Normocalcemic hyperparathyroidism
The parathyroid glands are four small endocrine organs located in the neck, behind the thyroid glands. Parathyroid glands secrete parathormone. Parathormone maintains the balance by keeping the calcium level in the blood within a very narrow range. When the level of calcium in the blood drops, the secretion of parathormone increases, raising the blood calcium. When the blood calcium level rises, the parathormone level in the blood drops quickly.
In some patients, although the calcium level in the blood is high, parathormone levels may not decrease. This condition is called normocalcemic hyperparathyroidism. There are two types of normocalcemic hyperparathyroidism:
- Normocalcemic primary hyperparathyroidism
- Normocalcemic secondary hyperparathyroidism
Normocalcemic primary hyperparathyroidism
Elevated parathormone levels in these patients appear to be the result of autonomic hypersecretion of one or more parathyroid glands, with serum calcium measured at least twice over a six-month period, and consistently within the normal range. Most of these patients go undiagnosed for years because their blood calcium levels are normal or higher than normal, although parathormone levels are above normal. Before the diagnosis of normocalcemic primary hyperparathyroidism, secondary causes should be investigated in detail.

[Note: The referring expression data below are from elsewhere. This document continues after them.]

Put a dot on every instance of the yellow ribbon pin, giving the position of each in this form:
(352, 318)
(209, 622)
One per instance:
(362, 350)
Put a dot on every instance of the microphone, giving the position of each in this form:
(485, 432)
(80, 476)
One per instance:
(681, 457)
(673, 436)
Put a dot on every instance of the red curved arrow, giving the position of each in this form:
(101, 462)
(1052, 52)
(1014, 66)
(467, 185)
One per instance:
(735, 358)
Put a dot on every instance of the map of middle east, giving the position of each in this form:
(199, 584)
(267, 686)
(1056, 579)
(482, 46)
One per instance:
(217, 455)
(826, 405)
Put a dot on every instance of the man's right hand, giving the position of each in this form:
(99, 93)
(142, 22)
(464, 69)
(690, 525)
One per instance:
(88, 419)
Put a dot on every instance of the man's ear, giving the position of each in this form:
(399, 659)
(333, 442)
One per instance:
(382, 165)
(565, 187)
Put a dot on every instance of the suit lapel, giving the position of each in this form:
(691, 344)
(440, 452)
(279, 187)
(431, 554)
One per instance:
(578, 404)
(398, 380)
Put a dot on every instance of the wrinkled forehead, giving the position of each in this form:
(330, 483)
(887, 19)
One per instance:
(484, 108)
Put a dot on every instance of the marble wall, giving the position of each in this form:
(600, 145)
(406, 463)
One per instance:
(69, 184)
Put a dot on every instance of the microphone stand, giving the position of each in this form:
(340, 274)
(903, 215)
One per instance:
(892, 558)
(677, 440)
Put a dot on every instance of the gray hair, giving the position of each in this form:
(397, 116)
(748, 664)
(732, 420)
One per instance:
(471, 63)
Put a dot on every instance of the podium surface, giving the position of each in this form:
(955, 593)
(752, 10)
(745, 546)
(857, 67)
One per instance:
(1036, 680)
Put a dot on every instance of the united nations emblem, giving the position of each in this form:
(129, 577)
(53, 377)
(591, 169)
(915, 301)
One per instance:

Normocalcemic primary hyperparathyroidism may result from any adenoma or hyperplasia of the parathyroid glands.
Normocalcemic primary hyperparathyroidism may be an early form of classical hyperparathyroidism. Most of the patients are asymptomatic. In most of the patients, severe bone loss or nephrolithiasis may develop in the later stages.
Usually the patient clinic is as follows:
- For secondary hyperparathyroidism, at least two separate corrected or ionized calcium levels at least six months apart in the presence of persistently elevated PTH in the absence of any cause
- 25(OH) Vitamin D should be 30 ng/ml or higher.
- GFR should be >60 ml/min.
- Increased serum calcium/phosphate ratio
Normocalcemic secondary hyperparathyroidism
In these patients, high parathormone in the blood is a reaction to low calcium stimulus caused by various reasons. Parathyroid hormone stays high as long as the low calcium warning continues and returns to normal as soon as it is removed. Patients with secondary hyperparathyroidism typically develop hyperplasia of all four parathyroid glands. Normocalcemic secondary hyperparathyroidism can be cured by removing the problem causing low blood calcium.
Possible causes of normocalcemic secondary hyperparathyroidism:
- Vitamin D deficiency
- Kidney failure (most common cause)
- Intestinal malabsorption syndromes
- Bariatric surgery
- Long-term low dietary calcium intake
- Renal calcium leak
- Idiopathic hypercalciuria
- Anticonvulsants
- Bisphosphonates
- Celiac disease
- Denosumab
- Diuretics (thiazides)
- Lithium
Although secondary hyperparathyroidism is frequently seen in patients with end-stage renal disease, serum phosphorus is also elevated.